WINDHOEK – The judgment of a man convicted of housebreaking with intent to steal and theft at the Outapi Magistrates’ Court was overturned and his four-year imprisonment sentence set aside by two judges of the Oshakati High Court. The man, Onesmus Embula, was only convicted on the strength of a warning statement that was not properly admitted in the trial.

Oshakati High Court Judge Herman January, with Judge Marlene Tommasi concurring, found that the requirements for admission of the warning statement were not complied with. Judge January said the warning statement – which was disputed – was admitted by the mere production thereof and it was not explained to Embula that the statement may be objected to if certain requirements are not complied with. 

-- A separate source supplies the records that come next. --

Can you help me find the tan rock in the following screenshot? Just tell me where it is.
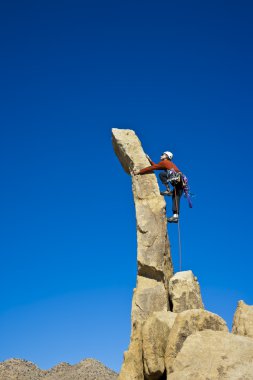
[169,270,204,313]
[118,323,144,380]
[168,330,253,380]
[142,311,176,380]
[232,301,253,338]
[132,276,168,324]
[112,128,173,288]
[0,359,118,380]
[165,309,228,373]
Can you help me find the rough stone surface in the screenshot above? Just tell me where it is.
[118,322,144,380]
[169,270,204,313]
[112,128,173,288]
[132,276,168,324]
[142,311,177,380]
[168,330,253,380]
[165,309,228,373]
[232,301,253,338]
[0,359,118,380]
[112,129,173,380]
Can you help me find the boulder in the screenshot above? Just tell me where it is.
[118,322,144,380]
[168,330,253,380]
[165,309,228,373]
[112,128,173,289]
[232,301,253,338]
[131,276,168,324]
[169,270,204,313]
[142,311,176,380]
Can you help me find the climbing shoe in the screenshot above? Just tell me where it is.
[167,216,178,223]
[160,190,173,196]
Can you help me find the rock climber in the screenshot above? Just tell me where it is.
[133,151,184,223]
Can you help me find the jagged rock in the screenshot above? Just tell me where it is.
[0,359,118,380]
[112,129,173,380]
[232,301,253,338]
[142,311,177,380]
[0,358,43,380]
[165,309,228,373]
[118,322,144,380]
[112,128,173,289]
[132,276,168,324]
[168,330,253,380]
[169,270,204,313]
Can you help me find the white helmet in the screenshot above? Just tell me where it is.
[163,151,173,160]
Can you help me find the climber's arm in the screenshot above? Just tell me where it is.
[136,161,167,174]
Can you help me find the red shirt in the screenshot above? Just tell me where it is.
[139,160,180,174]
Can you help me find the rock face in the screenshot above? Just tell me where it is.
[118,322,144,380]
[232,301,253,338]
[142,311,177,380]
[112,129,173,380]
[132,276,168,323]
[112,129,253,380]
[165,309,228,373]
[168,330,253,380]
[112,129,173,288]
[169,270,204,313]
[0,359,118,380]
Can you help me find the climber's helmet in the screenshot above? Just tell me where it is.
[161,151,173,160]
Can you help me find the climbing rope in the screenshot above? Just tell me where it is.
[174,186,182,272]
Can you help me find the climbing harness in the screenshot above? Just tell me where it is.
[167,169,192,208]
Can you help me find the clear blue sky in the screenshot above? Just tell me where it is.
[0,0,253,370]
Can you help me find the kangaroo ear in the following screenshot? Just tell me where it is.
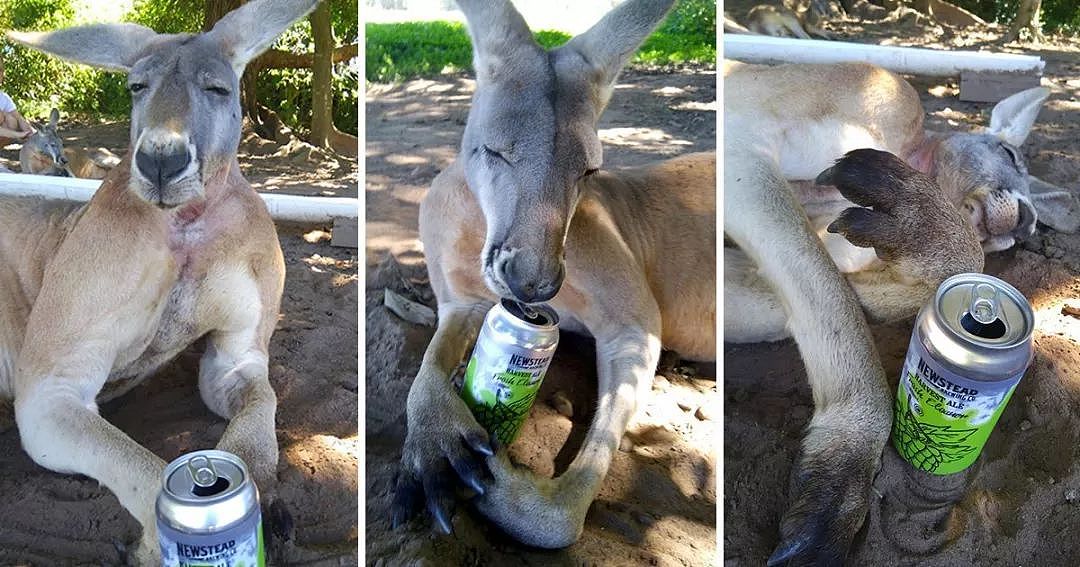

“The appellant raised that he was assaulted and the content of the warning statement was not what he told the police officer,” Judge January emphasized. 

Embula was convicted with a Simeon Edmund Ashilungu in August 2017 and sentenced to four years, one year of which was suspended for four years on condition that he is not convicted of the same offence. 

Aggrieved by the conviction, Embula, who was unrepresented at the time, lodged an appeal against conviction and sentence and at the same time applied for legal aid. He was granted legal aid in 2018 and his lawyer, Simson Angora, withdrew the appeal and lodged a fresh appeal with an application for condonation. Public Prosecutor Teenage Geese did not oppose the condonation and, although he opposed the appeal, he conceded that apart from the disputed warning statement not much evidence on which to convict existed. 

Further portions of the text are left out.